Une bonne prédication comporte une dose d’enseignement – les faits, et rien que les faits – et une dose prophétique : elle m’invite à agir. Ce n’est pas simplement un cours sur tel ou tel sujet biblique. C’est aussi un appel à l’action. Avant une prédication nous prions que Dieu inspire celui qui parle et ceux qui écoutent. Et l’Esprit fait son œuvre.

Prédication

Je prends là l’exemple d’une prédication dominicale. Cela peut aussi se passer dans un groupe de quartier, dans une réunion de responsables et même dans des entretiens particuliers. Tout d’un coup ce qui est dit semble tellement évident et juste que nous y discernons un message d’en-haut. Que se passe-t-il dans une communauté qui ne tient pas compte de ce troisième P-S ? Deux choses.

Si une Église étouffe l’action de l’Esprit, cela signifie que personne n’accepte que Dieu l’interpelle, lui lance un défi ou l’appelle à la repentance. Seule la forme de la religion est maintenue. Personne ne progresse, grandit ou change.

Si c’est l’autre aspect du P-S, le discernement, qui n’est pas respecté, vous trouverez une Église où toutes les fantaisies sont possibles, où l’exagération est la règle, une Église en perpétuelle effervescence, sans stabilité, sans cap, sans doctrine.

« N’éteignez pas l’action de l’Esprit : ne méprisez pas les prophéties ; au contraire, examinez toutes choses, retenez ce qui est bon, et gardez- vous de ce qui est mauvais, sous quelque forme que ce soit. »

Conclusion

Y a-t-il un dénominateur commun à ces trois P-S que j’ai voulu un peu explorer ?

J’en vois un : l’importance de la parole humaine dans l’Église de Dieu. Ces responsables qui sermonnent, ces frères et sœurs qui avertissent et réconfortent, ces chrétiens qui parlent de la part de Dieu édifient l’Église par leurs paroles. Tantôt en public, tantôt dans des conversations privées. Le corps spirituel que constitue l’Église se construit par des relations et par des paroles.

Il ne s’agit pas de n’importe quelles paroles. Maladroites, amères, emportées, pessimistes, elles détruiront. Empreintes d’amour et conformes à la Parole de Dieu, elles édifieront.

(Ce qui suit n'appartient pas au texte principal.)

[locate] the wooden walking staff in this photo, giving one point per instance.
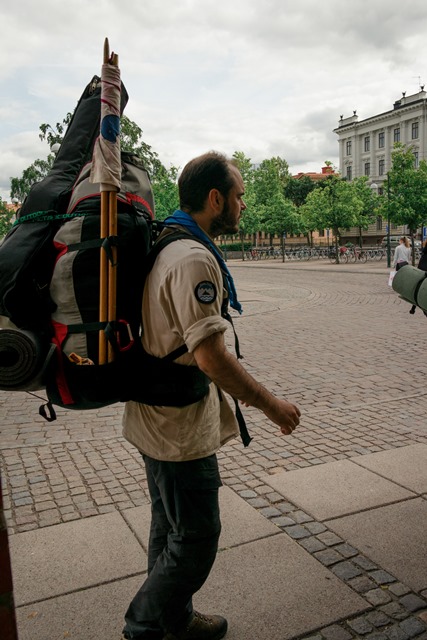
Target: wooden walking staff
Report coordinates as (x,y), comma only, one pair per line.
(106,169)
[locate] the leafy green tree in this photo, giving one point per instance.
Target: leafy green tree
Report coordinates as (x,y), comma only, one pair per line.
(130,138)
(20,187)
(54,135)
(6,216)
(405,198)
(297,189)
(335,204)
(165,190)
(250,221)
(282,217)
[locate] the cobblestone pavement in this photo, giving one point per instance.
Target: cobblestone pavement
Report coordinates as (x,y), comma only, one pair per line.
(337,341)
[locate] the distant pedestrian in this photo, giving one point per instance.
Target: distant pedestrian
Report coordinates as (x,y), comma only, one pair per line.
(422,264)
(402,254)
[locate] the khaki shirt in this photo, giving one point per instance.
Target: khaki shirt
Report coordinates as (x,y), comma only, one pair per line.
(177,307)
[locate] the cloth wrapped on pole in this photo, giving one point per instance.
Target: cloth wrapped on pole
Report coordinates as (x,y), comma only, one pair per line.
(106,166)
(106,170)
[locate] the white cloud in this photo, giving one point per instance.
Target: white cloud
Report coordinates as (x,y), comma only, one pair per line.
(266,77)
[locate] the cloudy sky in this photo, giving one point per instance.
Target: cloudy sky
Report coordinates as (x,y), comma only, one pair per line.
(266,77)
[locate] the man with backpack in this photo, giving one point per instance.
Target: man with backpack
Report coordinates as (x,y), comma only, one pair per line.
(184,303)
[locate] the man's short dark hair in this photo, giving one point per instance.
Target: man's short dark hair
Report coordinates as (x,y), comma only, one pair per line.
(199,176)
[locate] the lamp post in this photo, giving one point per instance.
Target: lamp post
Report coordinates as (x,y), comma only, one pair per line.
(388,224)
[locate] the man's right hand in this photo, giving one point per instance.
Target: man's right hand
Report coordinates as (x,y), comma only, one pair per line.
(283,413)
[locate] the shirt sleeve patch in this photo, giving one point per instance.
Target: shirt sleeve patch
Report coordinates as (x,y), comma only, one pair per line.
(205,292)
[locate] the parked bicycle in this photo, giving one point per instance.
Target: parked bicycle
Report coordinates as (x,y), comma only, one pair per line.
(356,254)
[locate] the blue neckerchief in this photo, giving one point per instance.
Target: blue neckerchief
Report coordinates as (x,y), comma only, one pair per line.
(185,220)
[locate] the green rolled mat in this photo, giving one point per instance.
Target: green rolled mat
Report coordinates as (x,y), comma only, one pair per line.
(411,284)
(23,360)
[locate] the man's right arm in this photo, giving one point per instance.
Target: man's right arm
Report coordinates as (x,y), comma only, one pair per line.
(214,359)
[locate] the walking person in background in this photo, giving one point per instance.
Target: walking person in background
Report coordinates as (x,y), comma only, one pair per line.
(422,264)
(402,254)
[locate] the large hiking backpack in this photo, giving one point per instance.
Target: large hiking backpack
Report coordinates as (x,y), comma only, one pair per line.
(49,287)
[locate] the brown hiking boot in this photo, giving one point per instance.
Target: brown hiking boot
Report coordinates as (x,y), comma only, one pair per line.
(201,627)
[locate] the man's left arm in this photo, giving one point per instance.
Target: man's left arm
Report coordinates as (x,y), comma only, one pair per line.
(214,359)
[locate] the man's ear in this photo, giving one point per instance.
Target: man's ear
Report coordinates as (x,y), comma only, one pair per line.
(216,200)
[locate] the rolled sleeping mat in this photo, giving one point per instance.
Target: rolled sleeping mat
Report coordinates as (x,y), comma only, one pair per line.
(411,284)
(24,357)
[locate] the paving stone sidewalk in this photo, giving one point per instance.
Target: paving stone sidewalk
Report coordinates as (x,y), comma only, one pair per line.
(337,342)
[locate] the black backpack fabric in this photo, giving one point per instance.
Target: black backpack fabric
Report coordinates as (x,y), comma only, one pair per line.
(49,286)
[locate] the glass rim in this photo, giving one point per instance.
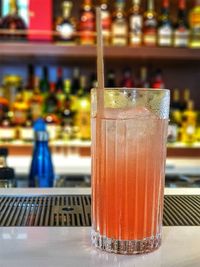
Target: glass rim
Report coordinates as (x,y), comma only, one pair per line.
(132,89)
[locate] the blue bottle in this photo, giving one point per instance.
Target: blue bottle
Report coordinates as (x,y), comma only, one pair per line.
(41,172)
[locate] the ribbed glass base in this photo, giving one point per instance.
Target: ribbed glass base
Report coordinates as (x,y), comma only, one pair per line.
(126,247)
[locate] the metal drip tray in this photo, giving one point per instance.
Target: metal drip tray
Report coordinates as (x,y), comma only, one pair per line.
(71,210)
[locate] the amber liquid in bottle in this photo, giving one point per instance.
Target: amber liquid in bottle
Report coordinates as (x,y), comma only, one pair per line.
(150,25)
(135,24)
(11,23)
(87,24)
(119,25)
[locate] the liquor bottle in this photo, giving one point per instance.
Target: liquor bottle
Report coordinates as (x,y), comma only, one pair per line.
(28,90)
(92,81)
(165,31)
(51,102)
(7,128)
(66,27)
(44,82)
(87,24)
(51,113)
(189,121)
(194,19)
(75,86)
(181,31)
(60,94)
(175,117)
(26,132)
(119,29)
(106,21)
(111,79)
(127,80)
(135,24)
(198,127)
(4,105)
(150,25)
(143,83)
(67,115)
(36,102)
(82,118)
(186,99)
(20,109)
(41,171)
(158,82)
(7,175)
(11,23)
(3,157)
(75,81)
(59,81)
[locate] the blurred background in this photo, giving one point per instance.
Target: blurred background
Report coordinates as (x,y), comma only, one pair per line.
(48,66)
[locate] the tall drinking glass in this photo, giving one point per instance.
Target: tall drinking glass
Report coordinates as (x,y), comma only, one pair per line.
(128,169)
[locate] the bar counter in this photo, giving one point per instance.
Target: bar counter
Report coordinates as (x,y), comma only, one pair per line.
(71,246)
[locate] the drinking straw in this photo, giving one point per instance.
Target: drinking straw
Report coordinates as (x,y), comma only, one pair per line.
(100,64)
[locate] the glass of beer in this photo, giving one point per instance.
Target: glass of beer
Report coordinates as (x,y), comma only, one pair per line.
(128,169)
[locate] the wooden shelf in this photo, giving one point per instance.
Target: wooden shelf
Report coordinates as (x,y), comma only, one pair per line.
(49,50)
(83,149)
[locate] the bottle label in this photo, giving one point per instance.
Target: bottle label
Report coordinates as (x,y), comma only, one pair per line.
(53,131)
(7,133)
(119,34)
(195,20)
(65,31)
(87,21)
(150,34)
(106,20)
(26,134)
(19,116)
(165,36)
(181,38)
(87,28)
(150,38)
(190,130)
(136,29)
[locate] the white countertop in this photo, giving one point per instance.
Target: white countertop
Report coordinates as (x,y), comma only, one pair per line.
(82,165)
(70,246)
(56,247)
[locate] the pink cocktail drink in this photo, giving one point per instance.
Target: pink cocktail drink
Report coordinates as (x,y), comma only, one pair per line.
(128,166)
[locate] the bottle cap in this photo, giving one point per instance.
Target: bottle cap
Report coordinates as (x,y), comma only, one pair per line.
(3,152)
(7,173)
(41,136)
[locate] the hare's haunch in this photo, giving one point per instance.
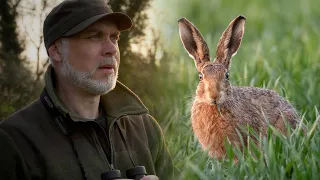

J’ai annoncé que, dans cette toute dernière partie de l’épître, nous arriverions à voir derrière les coulisses. L’Église pourrait dévier. La désunion, la froideur, le formalisme, l’individualisme et l’illuminisme pourraient transformer la maison de Dieu en chambre froide ou en champ de bataille. Pourtant nous sommes ici devant une Église qui ne déviera pas. Paul la félicite pour sa foi, son espérance, son amour. Il attend le meilleur. C’est ainsi qu’il prie à la fin, pour que ses amis soient entièrement saints; qu’ils soient parfaitement gardés ; qu’ils soient irréprochables.

Un rêve ? Mais non ! L’apôtre, au verset 24, déclare : « Celui qui vous appelle est fidèle, et c’est lui qui accomplira tout cela. » Amen ! ■

(*) Sur le sens de la prophétie, cf. 1 Co 14.3,31. Sur la forme, cf. Ac 11.28 ; 21.11 (paroles courtes) et Ac 15.32 (des discours longs). Le cas d’Agabus en Actes 21 montre bien que la prophétie doit être évaluée, et que les interprétations peuvent diverger.